Building on this, we want to add that corporate bonds offer a viable fixed income investment with visible future cashflows. Typically, the interest offered on quality corporate bonds range from 3% to 6%. Investors will know exactly when they will receive their interest payments (a.k.a coupon payments), how much they will get, as well as when the bond matures, which is when the par value of the bond will be repaid back to the investors.
Interest payments are usually paid out every six months and the maturity of corporate bonds usually span between 1 to 10 years.
Other points to take note of include whether the bond is traded on OTC (Over-The-counter) markets or available on SGX. Bonds that are traded on OTC markets usually come in denominations of $100,000 and $250,000 and will require you to go through specialised agents to buy them. In addition, there will also be management fees charged for such bonds.
Alternatively, there are also retail bonds that can be bought on SGX. These are sold in lots of 1,000, and subjected to market fluctuations such as changes in interest rates. Bonds would usually sell for an initial price of $1,000. Such bonds include the Genting SP 5.125% Perp bond and the recently released FCL Treasury 3.65% bond.

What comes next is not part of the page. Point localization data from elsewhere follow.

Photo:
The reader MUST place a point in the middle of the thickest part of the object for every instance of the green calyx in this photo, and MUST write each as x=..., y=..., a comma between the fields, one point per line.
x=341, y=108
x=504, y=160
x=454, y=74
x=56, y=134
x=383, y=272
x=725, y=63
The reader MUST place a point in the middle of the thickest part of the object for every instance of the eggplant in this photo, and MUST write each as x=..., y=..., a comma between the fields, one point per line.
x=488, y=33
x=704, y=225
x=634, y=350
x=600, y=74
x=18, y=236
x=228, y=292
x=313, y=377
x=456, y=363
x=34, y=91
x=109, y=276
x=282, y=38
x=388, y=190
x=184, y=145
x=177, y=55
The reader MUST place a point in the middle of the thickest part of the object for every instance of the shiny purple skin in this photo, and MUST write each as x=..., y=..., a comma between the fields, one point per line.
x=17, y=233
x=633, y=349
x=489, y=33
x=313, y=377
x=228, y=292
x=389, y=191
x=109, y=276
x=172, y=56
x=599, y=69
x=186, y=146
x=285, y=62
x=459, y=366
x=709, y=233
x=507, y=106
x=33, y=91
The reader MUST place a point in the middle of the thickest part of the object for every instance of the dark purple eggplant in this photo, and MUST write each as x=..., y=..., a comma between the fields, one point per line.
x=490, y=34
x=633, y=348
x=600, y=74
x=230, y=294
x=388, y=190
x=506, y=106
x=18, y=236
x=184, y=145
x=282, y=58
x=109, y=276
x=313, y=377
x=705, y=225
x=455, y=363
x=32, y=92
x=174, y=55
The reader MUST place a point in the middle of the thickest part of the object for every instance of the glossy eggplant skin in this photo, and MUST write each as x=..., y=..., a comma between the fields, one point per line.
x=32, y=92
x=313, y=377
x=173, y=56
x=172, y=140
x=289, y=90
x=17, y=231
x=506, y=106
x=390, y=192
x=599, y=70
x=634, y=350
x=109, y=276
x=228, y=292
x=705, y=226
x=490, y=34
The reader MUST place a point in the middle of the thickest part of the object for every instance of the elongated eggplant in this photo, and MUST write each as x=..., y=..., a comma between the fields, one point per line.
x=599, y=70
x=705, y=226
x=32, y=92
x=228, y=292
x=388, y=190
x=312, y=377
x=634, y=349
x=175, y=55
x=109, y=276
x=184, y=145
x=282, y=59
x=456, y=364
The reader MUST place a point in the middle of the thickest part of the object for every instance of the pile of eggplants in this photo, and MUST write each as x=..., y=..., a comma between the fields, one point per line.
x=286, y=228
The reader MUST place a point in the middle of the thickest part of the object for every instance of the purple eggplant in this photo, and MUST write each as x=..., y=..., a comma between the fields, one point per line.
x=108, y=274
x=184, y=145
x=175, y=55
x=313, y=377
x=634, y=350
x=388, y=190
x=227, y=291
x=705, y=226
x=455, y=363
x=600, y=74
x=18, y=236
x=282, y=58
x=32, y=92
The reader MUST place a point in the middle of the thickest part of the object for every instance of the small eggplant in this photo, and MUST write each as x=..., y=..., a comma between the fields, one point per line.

Advantages and disadvantages of corporate bonds
As a summary, here are some advantages and disadvantages of buying corporate bonds.
|Yields||They offer better yields than bank deposits and government bonds.||They carry higher risks – credit and default and liquidity risks and in certain cases, even forex risks.|
|Payments||Payments periods and amount are known to the investors. Capital is preserved, unless the company defaults.||Usually provide less return than REITs and other high yield equities.|
|Safety||Corporate bonds are usually given credit ratings, thus assigning a “safety” standard.||In events of global crisis, even the safest debt can default, as witnessed in the 2008 credit crisis.|
|Diversity||Corporate bonds offer a way to diversify risks by holding a different type of investment product.It also offers a way to diversify into different sectors, depending on the company that issued the bond, without taking up ownership in companies.||Investors have to understand the companies in which they are buying their bonds from.|
|Liquidity||Certain bonds can traded on SGX.||Majority of corporate bonds can be traded on OTC markets. This has been made more transparent by FundSuper’s recently released Bonds@FSM platform. Investors can track prices and find suitable bonds.|
Savvy investors could consider adding corporate bonds into their portfolio. As a disclaimer, some bonds can offer up to 9% interest as well. In such circumstances, investors should understand the concept that any bonds that offer high interest rates would logically come with higher risks. Otherwise, there would have been no need for the company issuing the bond to entice investors with high interest rates in the first place.
As a parting note, we recommend investors to seek proper advise before embarking on any trading activities. A rule of thumb we like to use is that you should always understand a product fully before investing, no matter how lucrative it appears from the outset.